Last week the Office for National Statistics announced it was adding ebooks to the “typical basket of goods
” used for calculating inflation – along with white rum and blueberries. The move is representative of the fact that ebooks are today both a significant and growing market in the United Kingdom.
The question is why did it take so long?
The reason has more to do with social attitudes to digital reading than it does the inflation calculation itself. Last century, technological change was relatively slower, and was accurately reflected in the index. Black and white televisions, for example, were first included in 1958, and were still on the list as recently as 1985 — this corresponds fairly closely with the realities of TV ownership during the period.
But since the early 2000s the life expectancy of technology in the basket has fallen drastically, as the age of technology in our homes and workplaces gets progressively newer. By 2007 — the year DVD players displaced VHS recorders — the average age of audio-visual technologies in the index was half what it was a decade before. Strangely, the DVD player is today one of the oldest technologies in the basket, even though it wasn’t commercially available until 2001. Many items on the list are even younger, such as apps (introduced in 2008), blu-ray players (2009), or tablet computers like the iPad (2010), all of which arrived in the basket within two years of their invention.
All this speaks of the phenomenal speed of technological change impacting on the British lifestyle (especially in material terms). The digital revolution has by no means stabilised. If anything, it’s getting faster.
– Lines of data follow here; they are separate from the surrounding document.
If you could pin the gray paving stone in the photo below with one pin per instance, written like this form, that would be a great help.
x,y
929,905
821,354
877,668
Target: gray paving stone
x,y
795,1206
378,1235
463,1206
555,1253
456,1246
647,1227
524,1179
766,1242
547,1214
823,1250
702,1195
It also tells us something very particular about the status of reading in contemporary society — namely that decades of technological relegation to other forms of media might be on the turn. I am referring to the fact that rapid advances in personal computing, in digital music, radio, television and photography, were all reflected in the fast-paced replacement of devices in the inflation basket. Not so with books, whose digital format predates almost all of these categories.
There is no single inventor of the ebook, and therefore no precise moment to date their introduction to the marketplace. Spurious evidence suggests electronic books existed as far back as the 1940s, although it would be more sensible to point at initiatives like Project Gutenberg, which began in 1971. Certainly by the time Digital Books Inc. started selling floppy disks of etexts in 1993 the concept, if not today’s file formats, were well established.
We’re therefore talking about a technology that has been commercially available for at least 20 years. So why did it take so long for the ebook to become commonplace enough that it could be used as an official measure of popular purchasing power?
One answer might be that we couldn’t let go of books’ tactile properties; our obsession with the personal library as literary manifestation of our personalities; the social status of certain books as objects, and so on.
Another, perhaps more convincing answer, is to highlight the lag between the arrival of the ebook and the arrival of the ebook reader. It is finally just as enjoyable to read a book on-screen as in its printed form, which has only been the case for a few years. Size, portability, legibility, durability, and user-interface design have all converged to produce a vast and diverse ecosystem of ereaders.
Ironically the quality of the delivery device was precisely what was needed in order to forget the format of delivery. What’s nice about this is that it’s no longer a big deal to be a digital publisher. There’s nothing gimmicky or even especially remarkable about it, which means that digital books are appraised on equal terms with their print counterparts. Conversation revolves less around a text’s format than it does around the quality of its ideas.